Au moment où j'indiquais par ici que je m'attaquais au dernier "chapitre" d'une des œuvres les plus importantes (en taille comme en impact) de la littérature mondiale, je déformais l'intervention d'un de mes petits camarades en interprétant sa question dans le sens d'un "mais ne serait-ce pas du temps perdu pour moi que d'attaquer un tel monument ?" J'allais me lancer dans une fiévreuse réponse, dont le point de départ était qu'on ne pouvait pas moins perdre son temps dans la vie qu'en lisant la recherche… Avant de m'apercevoir de mon erreur et m'en tenir à quelques simples mots.
Pourtant, dans cette réponse à une question que l'on ne m'avait jamais posée, se tenait l'essentiel de ce que je veux dire au sujet de Marcel, et ainsi conclure, avec ce septième billet, sur cette cathédrale littéraire stupéfiante.
En effet, quelles que soient les circonstances de l'écriture et de la publication de cette dernière partie, il est bien difficile de ne pas la lire comme la conclusion lumineuse et parfaite d'une œuvre jusque là si particulière, si intense, certes non exempte de défauts (qu'il est difficile et présomptueux d'écrire une telle chose !) mais totalement unique.
Parce que la mort plane sur cette dernière partie (celle de certains protagonistes, celles, nombreuses, de la guerre, et celle, surtout, de l'écrivain qui mêle sa vie à celle du narrateur), il est donc temps pour Proust de poser sur tous les éléments de la recherche (lieux, personnages, intrigues, style) un regard distancié, apaisé et encore plus mordant d'ironie et de cruauté qu'à l'accoutumée.
Le monde a soudainement vieilli (on a parfois l'impression de retrouver le microcosme Proustien 40 ans après) et les réflexions abondent, sur les effets du temps ("le temps qui d'habitude n'est pas visible, pour le devenir, cherche des corps et partout où il les rencontre, s'en empare") sur l'art et la littérature ("d’où la tentation pour l'écrivain d'écrire des œuvres intellectuelles. Grande indélicatesse. Une œuvre où il y a des théories est comme un objet sur lequel on laisse la marque du prix").

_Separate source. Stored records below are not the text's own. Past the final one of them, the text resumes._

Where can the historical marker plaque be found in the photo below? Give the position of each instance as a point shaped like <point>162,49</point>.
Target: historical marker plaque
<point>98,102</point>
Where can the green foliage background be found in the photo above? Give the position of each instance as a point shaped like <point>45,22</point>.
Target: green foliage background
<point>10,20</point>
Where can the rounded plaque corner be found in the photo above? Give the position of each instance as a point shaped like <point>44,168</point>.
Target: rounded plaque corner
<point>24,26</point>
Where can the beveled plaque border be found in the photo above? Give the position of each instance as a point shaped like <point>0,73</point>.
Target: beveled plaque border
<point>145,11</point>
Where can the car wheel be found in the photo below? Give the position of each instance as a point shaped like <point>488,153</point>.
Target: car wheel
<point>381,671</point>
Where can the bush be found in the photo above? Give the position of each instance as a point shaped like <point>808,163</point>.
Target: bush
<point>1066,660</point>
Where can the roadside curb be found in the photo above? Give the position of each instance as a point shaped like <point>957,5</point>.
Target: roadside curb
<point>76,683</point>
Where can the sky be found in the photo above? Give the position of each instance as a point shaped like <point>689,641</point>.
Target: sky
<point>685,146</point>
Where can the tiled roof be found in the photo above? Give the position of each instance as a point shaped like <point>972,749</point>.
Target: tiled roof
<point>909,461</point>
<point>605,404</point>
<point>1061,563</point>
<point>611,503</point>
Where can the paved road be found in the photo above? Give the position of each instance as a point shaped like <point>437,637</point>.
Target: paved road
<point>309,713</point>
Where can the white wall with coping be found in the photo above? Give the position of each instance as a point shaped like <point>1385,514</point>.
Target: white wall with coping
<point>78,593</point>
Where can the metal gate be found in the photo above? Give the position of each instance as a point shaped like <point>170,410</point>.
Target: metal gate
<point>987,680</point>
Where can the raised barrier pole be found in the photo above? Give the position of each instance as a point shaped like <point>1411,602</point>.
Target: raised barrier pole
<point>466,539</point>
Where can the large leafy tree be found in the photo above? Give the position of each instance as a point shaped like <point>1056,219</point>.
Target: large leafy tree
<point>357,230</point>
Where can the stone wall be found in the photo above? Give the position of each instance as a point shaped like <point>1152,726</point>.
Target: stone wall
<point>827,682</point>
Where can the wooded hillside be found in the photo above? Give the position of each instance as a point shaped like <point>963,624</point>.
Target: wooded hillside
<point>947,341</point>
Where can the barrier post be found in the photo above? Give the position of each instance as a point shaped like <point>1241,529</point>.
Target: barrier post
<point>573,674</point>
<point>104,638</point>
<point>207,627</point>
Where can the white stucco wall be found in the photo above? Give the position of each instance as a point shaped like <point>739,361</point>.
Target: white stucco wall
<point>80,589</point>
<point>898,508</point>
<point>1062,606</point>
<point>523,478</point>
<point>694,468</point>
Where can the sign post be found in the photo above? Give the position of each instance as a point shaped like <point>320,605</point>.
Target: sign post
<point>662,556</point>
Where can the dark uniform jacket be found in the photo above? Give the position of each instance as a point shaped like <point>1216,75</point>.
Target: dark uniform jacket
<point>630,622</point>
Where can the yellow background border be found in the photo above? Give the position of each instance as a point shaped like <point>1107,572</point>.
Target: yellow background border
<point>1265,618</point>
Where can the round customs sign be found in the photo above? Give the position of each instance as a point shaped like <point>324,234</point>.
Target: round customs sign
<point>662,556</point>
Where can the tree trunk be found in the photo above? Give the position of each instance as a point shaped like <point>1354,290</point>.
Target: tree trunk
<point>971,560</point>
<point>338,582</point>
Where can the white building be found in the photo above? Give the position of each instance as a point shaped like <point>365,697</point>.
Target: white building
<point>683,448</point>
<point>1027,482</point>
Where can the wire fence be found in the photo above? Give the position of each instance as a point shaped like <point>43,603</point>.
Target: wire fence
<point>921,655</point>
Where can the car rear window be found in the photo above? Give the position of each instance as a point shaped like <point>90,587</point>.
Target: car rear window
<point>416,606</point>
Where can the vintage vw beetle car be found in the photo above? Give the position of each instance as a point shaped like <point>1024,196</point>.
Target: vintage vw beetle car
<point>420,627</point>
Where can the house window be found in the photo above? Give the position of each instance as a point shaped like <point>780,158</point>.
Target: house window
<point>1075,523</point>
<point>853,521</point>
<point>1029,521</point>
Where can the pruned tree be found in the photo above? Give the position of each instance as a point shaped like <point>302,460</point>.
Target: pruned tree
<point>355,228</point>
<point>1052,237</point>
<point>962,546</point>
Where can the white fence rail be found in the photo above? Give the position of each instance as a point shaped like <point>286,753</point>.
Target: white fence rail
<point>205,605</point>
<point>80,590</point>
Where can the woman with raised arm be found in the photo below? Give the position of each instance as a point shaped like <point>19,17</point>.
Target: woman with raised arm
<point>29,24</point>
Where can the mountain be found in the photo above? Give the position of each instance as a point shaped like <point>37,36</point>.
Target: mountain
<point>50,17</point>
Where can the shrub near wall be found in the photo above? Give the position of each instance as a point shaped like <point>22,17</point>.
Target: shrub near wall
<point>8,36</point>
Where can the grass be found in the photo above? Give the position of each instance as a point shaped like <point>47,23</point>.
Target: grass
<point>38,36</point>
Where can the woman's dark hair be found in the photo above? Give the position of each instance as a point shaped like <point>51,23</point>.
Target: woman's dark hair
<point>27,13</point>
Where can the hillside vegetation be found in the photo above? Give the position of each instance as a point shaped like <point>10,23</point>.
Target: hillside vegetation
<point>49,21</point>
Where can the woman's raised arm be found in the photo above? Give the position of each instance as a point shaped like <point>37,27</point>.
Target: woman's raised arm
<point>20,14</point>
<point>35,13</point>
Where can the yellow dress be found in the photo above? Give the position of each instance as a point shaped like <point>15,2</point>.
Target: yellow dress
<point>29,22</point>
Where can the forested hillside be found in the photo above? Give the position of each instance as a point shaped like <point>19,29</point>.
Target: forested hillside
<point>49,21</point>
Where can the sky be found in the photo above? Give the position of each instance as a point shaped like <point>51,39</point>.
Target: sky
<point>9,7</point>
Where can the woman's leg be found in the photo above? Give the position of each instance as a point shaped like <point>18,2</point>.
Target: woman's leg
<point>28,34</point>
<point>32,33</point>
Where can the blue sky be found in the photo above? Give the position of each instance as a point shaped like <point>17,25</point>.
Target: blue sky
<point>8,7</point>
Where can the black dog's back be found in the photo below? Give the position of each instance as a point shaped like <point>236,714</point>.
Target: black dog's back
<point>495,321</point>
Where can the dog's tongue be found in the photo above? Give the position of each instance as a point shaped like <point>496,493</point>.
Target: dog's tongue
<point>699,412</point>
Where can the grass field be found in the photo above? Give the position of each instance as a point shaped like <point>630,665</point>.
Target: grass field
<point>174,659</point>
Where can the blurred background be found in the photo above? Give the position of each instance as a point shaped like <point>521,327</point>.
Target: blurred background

On trouve bien là un des paradoxes ultimes de la découverte de Proust un siècle après sa parution.
A une époque où lire une majorité d'écrivains contemporains ne consiste en rien d'autre que de tuer le temps, on retrouve ce même phénomène avec l'auteur du temps retrouvé, mais de manière inverse: d'abord parce qu'avec son talent il jette un pont inaltérable entre les générations, mais surtout parce que grâce sa façon de l'analyser et le rendre limpide, à force de le faire central, il déconstruit le temps et en annihile les effets. Avec Proust le temps n'existe plus. Avec Marcel, tu es le temps.
Et parce qu'il est inutile de tenter de mieux écrire sur Proust que de le laisser parler lui-même de son œuvre, je clôturerai ce texte sur une dernière citation, puisée en cours d'ouvrage, magnifiquement conclusive.
Je pensais plus modestement à mon livre, et ce serait même inexact que de dire en pensant à ceux qui le liraient, à mes lecteurs. Car ils ne seraient pas, selon moi, mes lecteurs, mais les propres lecteurs d'eux-mêmes, mon livre n'étant qu'une sorte de ces verres grossissants comme ceux que tendait à un acheteur l'opticien de Combray; mon livre, grâce auquel je leur fournirai le moyen de lire en eux-même.